Michele Ferrante, SportWeek 22/6/2013, 22 giugno 2013
LA FINE
Erbacce ovunque, le strutture fatiscenti hanno imboccato la deriva finale, dalle scuderie alla pista e fino alle tribune ormai deserte dal dicembre 2012, quando l’impianto è stato chiuso per fallimento della società che lo gestiva, oberata dai debiti. I pochi cavalli rimasti e gli uomini che se ne prendono cura senza sapere come faranno a pagare i conti della paglia a fine mese si aggirano come spettri dai giorni ormai contati. Hanno staccato pure acqua e luce, se ne dovranno andare per lasciar spazio alle ruspe destinate a preparare l’area su cui sorgerà il nuovo stadio della Roma. Ormai è scritto.
Sulla pista dell’ippodromo romano di Tordivalle, nel 1998, un cavallo vinse il Derby, la corsa delle corse. E piazzò il primo vero grande tassello dell’immensa favola chiamata Varenne, il più grande trottatore della storia mondiale. Quasi 15 mila in tribuna, l’atmosfera unica dell’evento sportivo e mondano che solo Roma riesce a creare, forse anche per quella inimitabile luce del suo tardo pomeriggio. Di quegli antichi fasti restano macerie, la fotografia di una resa incondizionata che quasi 300 chilometri più a nord viene rifiutata a tutti i costi.
L’ippodromo delle Cascine di Firenze è immerso nel verde dell’omonimo parco. L’Arno è quasi lì e al fiume che spesso ispirò Dante, nel lontano 1827, alcuni nobili inglesi residenti a Firenze intitolarono la prima corsa di cavalli in Italia. Ogni anno, all’ippodromo, il rito della Corsa dell’Arno si rinnova con le tribune piene di gente, perché in città l’ippica ha deciso di non arrendersi, sorretta dalla passione e, ovviamente, dall’interesse economico in prospettiva futura, ammesso che una prospettiva esista.

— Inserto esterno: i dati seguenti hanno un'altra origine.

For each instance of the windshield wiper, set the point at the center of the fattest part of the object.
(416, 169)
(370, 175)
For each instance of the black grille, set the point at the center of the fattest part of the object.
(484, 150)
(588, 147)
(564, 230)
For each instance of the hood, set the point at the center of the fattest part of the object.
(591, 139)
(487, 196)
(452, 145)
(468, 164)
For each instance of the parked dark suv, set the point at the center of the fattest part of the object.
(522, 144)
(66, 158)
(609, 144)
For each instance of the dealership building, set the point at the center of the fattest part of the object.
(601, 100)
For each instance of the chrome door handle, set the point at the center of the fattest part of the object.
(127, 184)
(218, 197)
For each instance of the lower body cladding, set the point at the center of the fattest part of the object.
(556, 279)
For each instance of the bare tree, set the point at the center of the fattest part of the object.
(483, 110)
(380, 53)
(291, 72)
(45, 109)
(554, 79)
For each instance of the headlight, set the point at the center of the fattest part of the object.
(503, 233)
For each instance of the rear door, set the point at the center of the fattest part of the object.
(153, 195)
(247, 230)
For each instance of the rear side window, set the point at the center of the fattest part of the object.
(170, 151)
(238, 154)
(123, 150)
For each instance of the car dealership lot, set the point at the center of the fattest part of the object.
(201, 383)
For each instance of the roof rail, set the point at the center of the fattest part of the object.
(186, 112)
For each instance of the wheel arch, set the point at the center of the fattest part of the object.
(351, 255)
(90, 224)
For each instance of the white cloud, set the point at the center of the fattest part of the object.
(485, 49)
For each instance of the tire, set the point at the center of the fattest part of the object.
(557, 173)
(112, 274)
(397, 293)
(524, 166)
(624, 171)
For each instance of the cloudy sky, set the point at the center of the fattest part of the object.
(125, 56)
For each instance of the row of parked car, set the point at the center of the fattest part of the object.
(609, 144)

Viene da lontano la crisi ormai quasi irreversibile dello sport dei re: dalla metà degli Anni 90, quando le scommesse sportive entrate su un tappeto rosso (anziché pagando una tassa di ingresso) nella già esistente rete ippica, iniziarono a erodere fette di mercato e a limitare, fino a bloccarlo, il ricambio generazionale tra i seguaci delle scommesse abbinate ai quadrupedi, fra i quali gli under 40 sono ormai diventati mosche bianche. Successivamente, ecco il fiume di misfatti della politica avventatasi sui miliardi (di euro) in gioco, con la complicità delle cosiddette categorie ippiche comunque appagate da risorse sufficienti per tenere in piedi un mastodonte da oltre 40 ippodromi pieni di cavalli ma senza un progetto di rinnovamento necessario come l’ossigeno.
Il colpo di grazia? Fine 2011, taglio del 40% di tutte le risorse (montepremi, corrispettivi a ippodromi, provvigioni allevatorie) per il crollo delle scommesse e il mancato contributo una tantum di oltre 150 milioni che aveva tenuto insieme la baracca, miseramente crollata assieme alla struttura amministrativa (Unire-Assi), azzerata per far posto a un’entità che ancora non esiste, con conseguente paralisi pressoché totale del sistema, pagamenti dei premi compresi.
Scioperi, manifestazioni, disperazione, eutanasia operativa. Ormai le vittime non si contano, al momento sono sei gli ippodromi che fanno parte della lista nera, ma è come se fossero 60. Assieme a Roma sono fermi Milano trotto e Napoli (trotto e galoppo), i tre principali impianti nazionali, affiancati da Livorno, Ravenna e Padova. Sono chiusi per fallimento (Roma e Napoli) o per impossibilità più o meno reale di andare avanti (tutti gli altri), ma destinati forse almeno in parte a rinascere. Gli spettri romani ritroveranno vita all’interno dell’ippodromo del galoppo di Capannelle, dove sorgerà una pista di trotto esattamente com’è accaduto a Firenze. La gestione di Napoli (almeno temporanea) dovrebbe venire assegnata nei prossimi mesi e, alla fine, l’unico dei grandi impianti davvero condannato sembra il trotto di San Siro, che non ha più presente e quasi certamente neanche un futuro, con i terreni su cui sorge destinati ad altro utilizzo. Qualcuno ogni tanto parla di un nuovo San Siro a sud della città, ma fino a quando la politica che ha rovinato tutto non approverà una riforma (semi privatizzazione) con un minimo di certezze su numeri e risorse, le bocce resteranno ferme e l’esercito degli spettri vaganti continuerà a crescere.